Se lo dieron al fin. El 17 de abril de 1492 se firma el primer convenio entre los reyes católicos y Cristóbal, el almirante.

Cuando ya dabas todo por perdido, Cristóbal, cantó el gallo. Pensabas: “Si Portugal y España no quieren la gloria, querrá Francia”. Así se lo dijiste a fray Juan Pérez, en el monasterio de la Rábida, donde pediste hospitalidad para ti y tu hijo Diego. Hospitalidad y descanso para curar la decepción, y un poco también de meditación antes de emprender viaje a las Galias.

Por los claustros del monasterio fray Juan te escucha. Te dice que le cuentes detalles, que desdobles nuevamente los planos cartográficos, que le expliques lo de los vientos y lo de las corrientes. Fray Juan quiere aprender rápido porque el tiempo de meditación de hoy no lo ha podido utilizar en la concentración del misterio divino de la Santísima Trinidad, robándole la mente este otro misterioso camino que tienes dibujado en los planos. Te ha dicho:

- Voy a citar en el monasterio a gentes que nos pueden ayudar.

Ha dicho, fíjate, Cristóbal, ha dicho “que nos pueden ayudar”, y eso es mucho decir, porque él, fray Juan Pérez, es confesor de la reina Isabel. No has sabido cómo agradecérselo. Le has rogado que te conceda licencia para él y para Diego:

- Fray Juan, solicitamos licencia para poder rezar laudes en el coro, junto con los frailes, y dar gracias a Dios y a usted.

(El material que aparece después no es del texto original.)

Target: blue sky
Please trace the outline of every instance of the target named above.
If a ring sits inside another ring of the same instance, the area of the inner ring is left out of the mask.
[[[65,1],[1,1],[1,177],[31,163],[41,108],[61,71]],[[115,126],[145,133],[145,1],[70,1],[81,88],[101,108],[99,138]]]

Fray Juan te ha sonreído. Te ha dado a besar el escapulario del hábito. Lo has besado con agradecimiento. Fray Juan ha tenido que retirártelo de las manos porque intuía lágrimas en tus ojos. Te ha dicho:

- Cristóbal, he mandado misivas al médico de palos, García Hernández, y a Pedro de Velasco, marino, que ya saben de tu proyecto, y están a punto de llegar. Y he enviado escrito a la reina para que se haga cargo. Ni tu ni tu hijo se moverán del monasterio hasta que llegue respuesta.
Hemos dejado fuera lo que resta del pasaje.